A key coalition ally of Pakistani President Pervez Musharraf says it will withdraw its support unless the army crackdown in Balochistan is halted.
The Muttahida Qaumi Movement (MQM) says the government must begin talks with tribesmen in the restive province.
There has been a marked rise in violence as tribal groups push for greater political and economic rights.
Separately on Sunday a human rights team was fired upon as it travelled to Balochistan's troubled areas.
Analysts say a pullout by the MQM would not greatly alter the government's majority in the National Assembly but might affect the legislature in Sindh province.
Sindh is the MQM's stronghold. It has 42 legislators and is the largest party in the 167-seat provincial assembly.
Pakistan's army says it is only targeting "criminals"
A party statement said on Sunday: "If the government does not stop the current military operation in Balochistan by 13 January, the Muttahida Qaumi Movement will pull out of the government in protest on 14 January."
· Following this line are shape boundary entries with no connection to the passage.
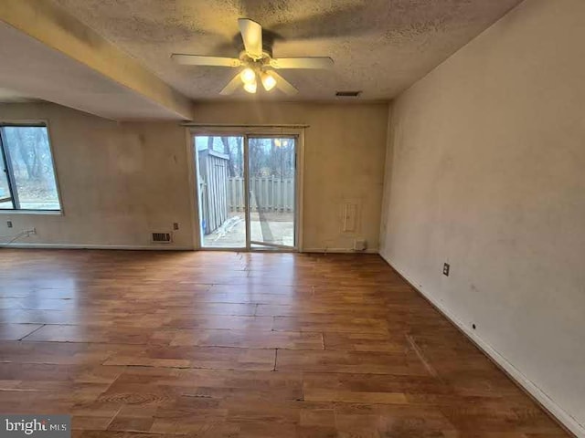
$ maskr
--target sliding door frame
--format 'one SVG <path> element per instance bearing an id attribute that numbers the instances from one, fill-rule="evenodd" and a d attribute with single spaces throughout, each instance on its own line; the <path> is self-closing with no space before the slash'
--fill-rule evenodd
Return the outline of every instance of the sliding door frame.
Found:
<path id="1" fill-rule="evenodd" d="M 287 127 L 287 126 L 197 126 L 190 127 L 187 131 L 187 159 L 189 161 L 189 193 L 191 193 L 191 217 L 193 231 L 193 246 L 195 250 L 204 251 L 271 251 L 271 252 L 303 252 L 303 171 L 304 171 L 304 128 L 303 127 Z M 203 247 L 201 239 L 201 225 L 199 218 L 199 205 L 201 201 L 201 193 L 199 193 L 198 176 L 197 169 L 197 154 L 195 153 L 195 138 L 196 136 L 231 136 L 243 137 L 243 174 L 244 174 L 244 190 L 246 192 L 245 210 L 246 210 L 246 247 L 221 247 L 210 248 Z M 277 246 L 267 245 L 266 249 L 251 248 L 250 230 L 250 179 L 249 179 L 249 138 L 250 137 L 294 137 L 295 138 L 295 153 L 296 153 L 296 169 L 294 182 L 294 238 L 295 245 L 291 248 L 280 248 Z"/>

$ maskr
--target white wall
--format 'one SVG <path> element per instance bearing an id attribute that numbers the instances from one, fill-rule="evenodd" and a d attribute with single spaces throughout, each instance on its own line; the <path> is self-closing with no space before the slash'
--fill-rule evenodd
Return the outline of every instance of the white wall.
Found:
<path id="1" fill-rule="evenodd" d="M 387 104 L 205 103 L 198 123 L 306 124 L 303 247 L 348 251 L 365 238 L 378 251 Z M 356 233 L 343 233 L 341 206 L 359 206 Z"/>
<path id="2" fill-rule="evenodd" d="M 119 124 L 49 103 L 2 104 L 0 120 L 48 121 L 64 211 L 0 212 L 1 235 L 36 227 L 18 243 L 193 246 L 186 130 L 176 122 Z M 150 243 L 152 232 L 171 231 L 174 222 L 181 228 L 172 245 Z"/>
<path id="3" fill-rule="evenodd" d="M 526 0 L 399 96 L 381 227 L 382 256 L 579 436 L 584 18 Z"/>

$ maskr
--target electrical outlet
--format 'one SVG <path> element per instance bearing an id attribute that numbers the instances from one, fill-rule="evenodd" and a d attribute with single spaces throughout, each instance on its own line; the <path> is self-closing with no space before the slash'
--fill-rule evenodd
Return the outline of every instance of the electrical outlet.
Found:
<path id="1" fill-rule="evenodd" d="M 449 269 L 451 266 L 448 263 L 444 263 L 442 266 L 442 275 L 445 276 L 449 276 Z"/>

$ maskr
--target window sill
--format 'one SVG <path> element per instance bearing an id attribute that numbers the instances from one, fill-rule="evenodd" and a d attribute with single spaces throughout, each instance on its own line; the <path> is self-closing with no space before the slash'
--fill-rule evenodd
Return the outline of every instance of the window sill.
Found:
<path id="1" fill-rule="evenodd" d="M 0 214 L 33 214 L 48 216 L 63 216 L 62 210 L 0 210 Z"/>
The party said the dispute with tribes people should be solved through negotiations not military action.
The army launched its crackdown after rockets were fired during a visit by President Musharraf last month.
Tribes people say 200 people have been killed since then, although the government has not confirmed any death toll.
Information Minister Sheikh Rashid Ahmed said the government would look at the MQM's "reservations and apprehensions".
He said he was confident the MQM would remain part of the coalition.
Tribes people and opposition parties say the government has used helicopter gun ships and air force jets against civilian targets in Dera Bugti and Kohlu.
The government says it is only targeting "criminals".
On Sunday a delegation of the Human Rights Commission of Pakistan was fired upon en route to Sui and Dera Bugti.
Chairwoman Asma Jahangir told the BBC the car she was travelling in was hit by two unknown gunmen in Punjab province, about 40km (25 miles) from the Balochistan border.